I nod, and he spares me no details.

Fletcher has always hated the smell of hospitals. When his grandmother was sick and in the ICU for weeks to months at a time, his parents would drag him there between piano and chess lessons to sit in a sterilized chair and visit with a woman who didn’t even know his name. All those memories he had formed with her over the years—far more with her than his own parents—were being wiped from her memory, and he had to sit there while it happened. From the moment she was gone, he vowed to keep hospitals at an arm’s length for the rest of his life.

But life, in its brutal irony, never honored his vows very well.

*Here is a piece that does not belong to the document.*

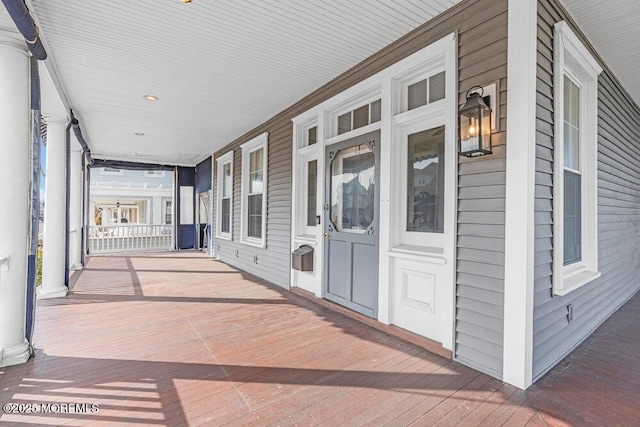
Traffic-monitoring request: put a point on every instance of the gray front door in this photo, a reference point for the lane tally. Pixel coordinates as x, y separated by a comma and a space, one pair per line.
351, 223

Unprepared didn’t even begin to cover just how little Fletcher was ready to devote his entire being to hospital visits for one more person in his life. Ryan came into his and Fletcher’s apartment at 5:06 pm on a Tuesday and plopped himself on the couch next to his sister, a far-off look rivaling that of a zombie in his eyes, letting their entire group know he had an estimated year left of his life. Fletcher knew at those words there was no chance of him not sticking with Ryan through whatever the next year looked like. He gave medical details—words like aggressive, already metastasized. Brutal treatments—hormone therapy, radiation, chemo if things worsened. Meanwhile, Fletcher was already making lists and finding the best oncologists in the state and doing extensive research of his own.

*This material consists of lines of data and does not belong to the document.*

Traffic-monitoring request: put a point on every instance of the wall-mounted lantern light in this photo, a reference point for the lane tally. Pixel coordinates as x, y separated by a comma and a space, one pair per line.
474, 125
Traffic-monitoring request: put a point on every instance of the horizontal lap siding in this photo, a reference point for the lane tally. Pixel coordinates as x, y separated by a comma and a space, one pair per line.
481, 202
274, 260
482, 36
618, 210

Once Lennon had Ryan settled into her apartment, Fletcher didn’t hesitate to move directly across the street from them. And, when Lennon told himthat they were removing the privacy screen from their windows—just in case of emergencies—Fletcher vowed to keep his eyes on his best friend when at all possible. Even if he wasn’t with him, he was still with him. Driving to and from appointments, scans, treatments—he was there for it all.